Hezbollah fires rockets at Israel after fighter killed
  • Hezbollah announced that one of its fighters had been killed
  • A source close to the group told AFP he was killed in the Deir Kifa strike

BEIRUT: Hezbollah said it fired “dozens” of rockets into northern Israel Thursday in retaliation for a deadly strike in south Lebanon, a day after a fiery speech from the group’s leader.
Israel and Hezbollah, a powerful Lebanese movement allied with Hamas, have traded near-daily cross-border fire since the Palestinian militant group’s October 7 attack on Israel which triggered war in the Gaza Strip.
Fears of a regional war rose after Hezbollah chief Hassan Nasrallah warned Wednesday “no place” in Israel would be spared in case of all-out war against his group, and threatened the nearby island nation of Cyprus if it opened its airports to Israel.
Hezbollah on Thursday said that “in response to the assassination that the Israeli enemy carried out in the village of Deir Kifa,” fighters targeted an Israeli barracks “with dozens of Katyusha rockets.”
Lebanon’s official National News Agency (NNA) had reported one dead after an “enemy drone” struck a vehicle in south Lebanon’s Deir Kifa area.
Hezbollah announced that one of its fighters had been killed. A source close to the group, requesting anonymity, told AFP he was killed in the Deir Kifa strike.

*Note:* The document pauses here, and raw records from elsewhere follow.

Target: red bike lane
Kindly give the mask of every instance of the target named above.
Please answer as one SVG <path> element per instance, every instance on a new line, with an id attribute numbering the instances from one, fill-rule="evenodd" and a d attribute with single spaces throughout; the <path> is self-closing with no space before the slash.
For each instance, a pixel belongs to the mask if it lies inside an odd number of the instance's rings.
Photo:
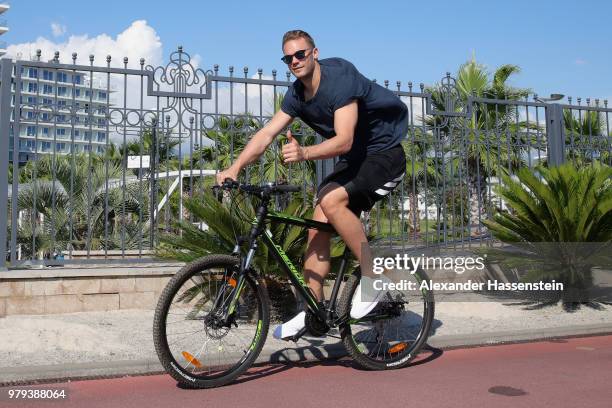
<path id="1" fill-rule="evenodd" d="M 185 390 L 167 375 L 0 389 L 2 407 L 606 407 L 612 336 L 423 352 L 408 368 L 348 359 L 254 367 L 235 383 Z M 8 400 L 7 390 L 65 388 L 66 400 Z"/>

The Israeli military said an air strike “eliminated” a Hezbollah operative in the Deir Kifa area, saying he was “responsible for planning and carrying out terror attacks against Israel and commanding Hezbollah ground forces” in south Lebanon’s Jouaiyya area.

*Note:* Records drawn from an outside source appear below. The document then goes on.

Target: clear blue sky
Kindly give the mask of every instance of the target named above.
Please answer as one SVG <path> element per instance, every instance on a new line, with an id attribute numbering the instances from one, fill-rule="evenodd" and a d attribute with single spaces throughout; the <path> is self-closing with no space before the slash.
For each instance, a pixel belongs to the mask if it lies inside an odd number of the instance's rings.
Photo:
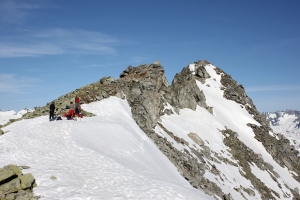
<path id="1" fill-rule="evenodd" d="M 206 59 L 260 112 L 300 110 L 299 10 L 298 0 L 0 0 L 0 109 L 44 106 L 155 60 L 171 83 Z"/>

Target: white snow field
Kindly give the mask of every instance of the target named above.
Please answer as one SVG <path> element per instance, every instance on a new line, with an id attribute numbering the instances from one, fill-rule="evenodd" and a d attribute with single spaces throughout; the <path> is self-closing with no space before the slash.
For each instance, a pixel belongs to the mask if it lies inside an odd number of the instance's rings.
<path id="1" fill-rule="evenodd" d="M 193 188 L 132 119 L 126 100 L 82 105 L 78 121 L 48 116 L 3 128 L 0 166 L 29 166 L 43 200 L 212 199 Z M 57 179 L 53 180 L 54 176 Z"/>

Elsewhere, Israeli fighter jets struck “a Hezbollah surface-to-air missile launcher that posed a threat to aircraft operating over Lebanon,” the army statement added.
The exchanges between the foes, which last went to war in 2006, have escalated in recent weeks, and the Israeli military said Tuesday that “operational plans for an offensive in Lebanon were approved and validated.”
After the Hezbollah leader’s threats against Cyprus, Lebanon’s foreign ministry said Thursday that “relations between Lebanon and Cyprus are based on a rich history of diplomatic cooperation.”
Contacts and consultations continue between the two countries “at the highest levels,” a foreign ministry statement said, without making specific reference to Nasrallah’s remarks.
In a conversation with his Cyprus counterpart, Foreign Minister Abdallah Bou Habib expressed “Lebanon’s constant reliance on the positive role that Cyprus plays in supporting regional stability,” the NNA reported.
Cypriot President Nikos Christodoulides had denied his country’s involvement in the war and said it was “part of the solution.”
The cross-border violence has killed at least 479 people in Lebanon, most of them fighters but also including 93 civilians, according to an AFP tally.
Israeli authorities say at least 15 soldiers and 11 civilians have been killed in the country’s north.